P-160 - The F. graminearum effector TPP1 hijacks the chloroplast iron-sulfur protein and dynamically regulates plant defense via phase separation

Chloroplasts are a prime target of pathogen effectors to suppress host immune responses. However, the molecular mechanisms by which chloroplast-targeted effectors impact chloroplast function remain largely unclear. Here we show that the TPP1 protease from the fungal pathogen Fusarium graminearum targets the wheat chloroplast protein PetC. Association with PetC sequesters PetC in condensates in the cytoplasm, preventing its import into chloroplasts. Surprisingly, TPP1 can self-process into a form that is rapidly imported into chloroplasts where it is cleaved by stromal processing peptidases, likely inactivating it. Translocation of TPP1 weakens its role in suppression of cell death induced by the NLR protein RPS5, suggesting that TPP1 can dynamically manipulate plant immune responses by interfering with both effector-triggered immunity (ETI) and PAMP-triggered immunity (PTI).

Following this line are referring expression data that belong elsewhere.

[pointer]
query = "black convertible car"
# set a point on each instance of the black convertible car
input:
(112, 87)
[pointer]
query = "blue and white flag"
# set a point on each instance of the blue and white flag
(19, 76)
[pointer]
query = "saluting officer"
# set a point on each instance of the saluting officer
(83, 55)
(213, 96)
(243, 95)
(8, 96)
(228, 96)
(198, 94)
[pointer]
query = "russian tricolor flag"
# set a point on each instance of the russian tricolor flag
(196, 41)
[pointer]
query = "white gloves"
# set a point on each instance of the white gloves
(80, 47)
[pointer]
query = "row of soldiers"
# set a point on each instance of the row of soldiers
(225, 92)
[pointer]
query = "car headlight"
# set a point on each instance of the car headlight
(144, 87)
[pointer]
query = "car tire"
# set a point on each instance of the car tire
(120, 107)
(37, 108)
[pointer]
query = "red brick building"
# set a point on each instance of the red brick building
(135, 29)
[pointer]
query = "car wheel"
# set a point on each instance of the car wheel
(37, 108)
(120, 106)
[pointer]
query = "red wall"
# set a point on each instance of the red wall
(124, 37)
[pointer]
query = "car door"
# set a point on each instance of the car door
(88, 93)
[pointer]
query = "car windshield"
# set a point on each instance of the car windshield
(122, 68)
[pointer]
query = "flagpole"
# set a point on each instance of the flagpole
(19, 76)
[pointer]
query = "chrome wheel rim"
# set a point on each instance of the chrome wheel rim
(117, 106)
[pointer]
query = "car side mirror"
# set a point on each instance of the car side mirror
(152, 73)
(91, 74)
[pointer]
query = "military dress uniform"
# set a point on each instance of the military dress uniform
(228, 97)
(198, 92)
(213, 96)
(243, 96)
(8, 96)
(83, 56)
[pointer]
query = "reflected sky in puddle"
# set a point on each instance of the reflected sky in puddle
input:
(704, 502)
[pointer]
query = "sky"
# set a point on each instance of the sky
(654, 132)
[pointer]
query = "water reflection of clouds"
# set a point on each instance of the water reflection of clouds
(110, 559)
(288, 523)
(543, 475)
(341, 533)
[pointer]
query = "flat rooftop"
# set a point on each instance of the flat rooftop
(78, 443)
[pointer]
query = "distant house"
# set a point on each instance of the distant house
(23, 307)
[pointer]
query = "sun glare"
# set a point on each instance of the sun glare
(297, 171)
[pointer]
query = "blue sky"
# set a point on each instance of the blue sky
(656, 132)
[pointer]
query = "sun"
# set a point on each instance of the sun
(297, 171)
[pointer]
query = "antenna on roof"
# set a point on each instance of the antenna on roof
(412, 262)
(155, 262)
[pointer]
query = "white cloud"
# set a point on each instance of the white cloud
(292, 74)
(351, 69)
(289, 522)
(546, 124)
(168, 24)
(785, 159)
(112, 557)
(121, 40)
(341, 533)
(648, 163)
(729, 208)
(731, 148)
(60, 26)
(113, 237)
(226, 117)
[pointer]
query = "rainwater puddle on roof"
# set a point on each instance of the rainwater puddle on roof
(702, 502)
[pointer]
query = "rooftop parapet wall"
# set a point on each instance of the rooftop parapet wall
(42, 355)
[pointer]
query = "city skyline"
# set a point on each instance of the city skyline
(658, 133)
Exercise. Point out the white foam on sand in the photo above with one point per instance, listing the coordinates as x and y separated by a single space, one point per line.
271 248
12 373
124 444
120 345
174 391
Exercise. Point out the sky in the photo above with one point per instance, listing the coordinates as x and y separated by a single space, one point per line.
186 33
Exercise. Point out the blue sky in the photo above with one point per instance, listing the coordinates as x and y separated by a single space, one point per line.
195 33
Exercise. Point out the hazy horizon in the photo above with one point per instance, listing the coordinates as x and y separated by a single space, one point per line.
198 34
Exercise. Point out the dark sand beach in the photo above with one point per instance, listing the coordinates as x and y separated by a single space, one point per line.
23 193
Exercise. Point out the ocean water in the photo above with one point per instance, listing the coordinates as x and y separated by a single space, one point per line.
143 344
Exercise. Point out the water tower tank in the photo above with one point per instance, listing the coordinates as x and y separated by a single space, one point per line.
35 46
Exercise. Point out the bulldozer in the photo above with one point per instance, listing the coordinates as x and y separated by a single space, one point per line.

We therefore hypothesize that TPP1 functions early during infection to suppress chloroplast-derived ROS to facilitate Fg invasion, and subsequently is turned off by chloroplast import, enabling cell death and transition to a neurotrophic phase. These findings reveal a previously unknown effector interference mechanism that effector exerts dual action in disrupting chloroplast function to regulate host immunity.